Platinized titanium nitride/graphene ternary hybrids for direct methanol fuel cells and titanium nitride/graphene composites for high performance supercapacitors

A titanium nitride/reduced graphene oxide nanocomposite (TiN/rGO) was fabricated by a two-step process. The resulting TiN particles had a mean diameter of less than 10 nm and were densely decorated onto the rGO surface. The TiN/rGO composite was used as a support matrix to anchor platinum (Pt) nanoparticles by the polyol method to fabricate a Pt@TiN/rGO ternary hybrid catalyst for methanol oxidation.

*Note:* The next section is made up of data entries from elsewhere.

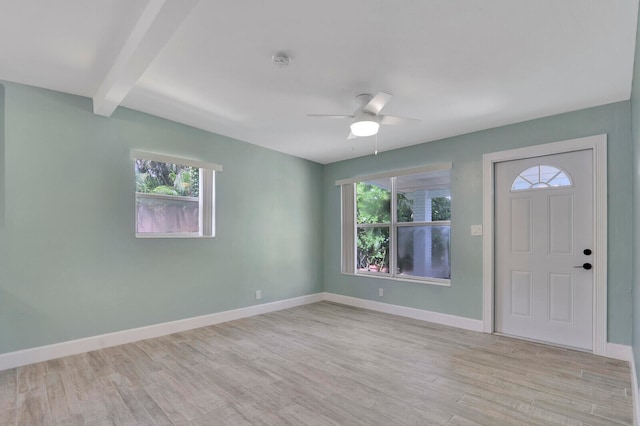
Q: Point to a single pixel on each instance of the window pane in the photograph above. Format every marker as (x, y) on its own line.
(540, 177)
(155, 177)
(373, 201)
(373, 249)
(424, 197)
(423, 251)
(166, 214)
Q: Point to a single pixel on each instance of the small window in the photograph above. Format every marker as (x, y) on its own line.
(174, 197)
(541, 177)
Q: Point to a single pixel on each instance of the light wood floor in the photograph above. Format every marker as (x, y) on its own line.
(321, 364)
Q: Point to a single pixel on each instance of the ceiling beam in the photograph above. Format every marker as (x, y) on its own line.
(158, 22)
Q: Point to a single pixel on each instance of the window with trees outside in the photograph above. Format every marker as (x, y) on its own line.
(175, 197)
(398, 226)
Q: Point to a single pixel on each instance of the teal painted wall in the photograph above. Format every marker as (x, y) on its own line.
(70, 266)
(464, 297)
(635, 127)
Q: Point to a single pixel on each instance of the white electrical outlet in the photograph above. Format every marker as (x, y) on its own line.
(476, 229)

An increase in the methanol oxidation current density was observed for Pt@TiN/rGO when compared to Pt/rGO and Pt/Vulcan, confirming that the inclusion of TiN along with rGO improved the electrocatalytic activity. The electrochemical surface area was also significantly higher for the Pt@TiN/rGO catalyst (84.5 m² g⁻¹) than for Pt/rGO (51.7 m² g⁻¹) and Pt/Vulcan (33.7 m² g⁻¹), highlighting the importance of TiN. The Pt@TiN/rGO hybrid showed excellent electrocatalytic activity, long-term stability, and better carbon monoxide tolerance for the electrooxidation of methanol when compared to more traditional catalysts, namely Pt/rGO and Pt/Vulcan with same Pt content. Conversely, the TiN/rGO composite (without Pt) showed a higher capacitance of 415 F g^‐1 and a long cycle life, with 7.0% capacitance loss after 10,000 cycles. The capacitance was as high as 275 F g^‐1 at a current density of 5 A g^‐1.